L’esposizione a silice libera cristallina Respirabile oltre alla silicosi polmonare (nelle sue forme cronica - semplice o complicata, acuta ed accelerata) può determinare anche l’insorgenza di sindrome di Caplan, broncopneumopatia cronica ostruttiva, bronchite cronica, enfisema, tumore polmonare e patologie autoimmuni.
Le occupazioni tradizionalmente associate ad un aumento del rischio di silicosi includono quelle effettuate in fonderia, la lavorazione di materiali lapidei e della ceramica, lavorazioni di pietra e cemento (quali l'estrazione, la sabbiatura etc).

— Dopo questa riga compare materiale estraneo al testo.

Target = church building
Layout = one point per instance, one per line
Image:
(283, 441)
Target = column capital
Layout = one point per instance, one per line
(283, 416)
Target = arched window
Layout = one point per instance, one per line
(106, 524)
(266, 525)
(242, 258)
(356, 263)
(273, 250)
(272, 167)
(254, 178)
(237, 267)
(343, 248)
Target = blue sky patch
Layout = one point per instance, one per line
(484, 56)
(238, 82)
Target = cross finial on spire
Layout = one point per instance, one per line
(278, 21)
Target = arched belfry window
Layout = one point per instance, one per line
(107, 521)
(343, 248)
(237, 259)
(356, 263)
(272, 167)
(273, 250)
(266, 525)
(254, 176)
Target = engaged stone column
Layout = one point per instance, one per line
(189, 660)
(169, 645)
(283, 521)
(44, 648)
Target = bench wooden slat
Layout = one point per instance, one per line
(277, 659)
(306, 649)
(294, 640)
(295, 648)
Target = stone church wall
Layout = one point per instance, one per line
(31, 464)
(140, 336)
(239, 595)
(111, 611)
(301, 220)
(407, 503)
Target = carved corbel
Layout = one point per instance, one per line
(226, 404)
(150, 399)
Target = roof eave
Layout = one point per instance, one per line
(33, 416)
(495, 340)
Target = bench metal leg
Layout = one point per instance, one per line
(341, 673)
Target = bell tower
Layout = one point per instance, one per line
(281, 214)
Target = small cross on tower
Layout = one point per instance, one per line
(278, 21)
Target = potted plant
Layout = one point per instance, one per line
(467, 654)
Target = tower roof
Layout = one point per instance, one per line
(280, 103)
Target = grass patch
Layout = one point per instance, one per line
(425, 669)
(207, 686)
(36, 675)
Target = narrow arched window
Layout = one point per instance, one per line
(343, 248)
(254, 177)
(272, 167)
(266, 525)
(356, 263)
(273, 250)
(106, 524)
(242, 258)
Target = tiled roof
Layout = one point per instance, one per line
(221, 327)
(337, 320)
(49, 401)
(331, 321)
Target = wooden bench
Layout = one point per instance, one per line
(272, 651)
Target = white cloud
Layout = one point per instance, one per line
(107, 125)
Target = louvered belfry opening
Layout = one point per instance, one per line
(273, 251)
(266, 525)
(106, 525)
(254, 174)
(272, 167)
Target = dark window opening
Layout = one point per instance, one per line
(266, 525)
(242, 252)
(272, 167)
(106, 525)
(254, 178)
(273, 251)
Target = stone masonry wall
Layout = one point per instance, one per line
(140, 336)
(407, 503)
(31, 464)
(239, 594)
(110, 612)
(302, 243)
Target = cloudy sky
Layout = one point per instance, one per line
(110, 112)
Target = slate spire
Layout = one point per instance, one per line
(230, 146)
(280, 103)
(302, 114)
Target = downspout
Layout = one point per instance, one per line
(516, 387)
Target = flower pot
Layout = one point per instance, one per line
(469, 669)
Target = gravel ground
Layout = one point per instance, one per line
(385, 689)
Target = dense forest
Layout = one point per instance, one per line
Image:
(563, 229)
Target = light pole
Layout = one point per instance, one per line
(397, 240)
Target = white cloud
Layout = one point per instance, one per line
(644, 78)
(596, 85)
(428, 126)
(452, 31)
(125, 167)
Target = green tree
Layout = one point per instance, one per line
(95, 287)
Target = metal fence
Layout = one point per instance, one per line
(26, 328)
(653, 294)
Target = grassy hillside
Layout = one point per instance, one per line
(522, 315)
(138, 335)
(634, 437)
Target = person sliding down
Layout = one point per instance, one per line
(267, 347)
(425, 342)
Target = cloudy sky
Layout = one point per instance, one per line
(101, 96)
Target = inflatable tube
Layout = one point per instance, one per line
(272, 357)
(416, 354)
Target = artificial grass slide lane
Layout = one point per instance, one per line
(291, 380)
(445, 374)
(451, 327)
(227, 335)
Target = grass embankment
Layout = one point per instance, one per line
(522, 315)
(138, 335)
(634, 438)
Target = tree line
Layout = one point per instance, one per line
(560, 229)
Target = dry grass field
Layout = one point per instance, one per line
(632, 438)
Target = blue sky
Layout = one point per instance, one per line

Altre attività meno tradizionali associate ad esposizione a silice cristallina sono inoltre la sbiancatura meccanica dei jeans, la produzione di alginato in ambito di amalgame odontoiatriche, la lavorazione di pietre semipreziose (es. agata), l’estrazione di idrocarburi mediante tecnica “fracking”.
Recentemente inoltre, a livello nazionale e internazionale, sono stati riportati diversi casi di silicosi in lavoratori addetti alla produzione e lavorazione di conglomerati quarzo-resina (anche detti “pietre artificiali”) destinati all’allestimento di cucine e bagni.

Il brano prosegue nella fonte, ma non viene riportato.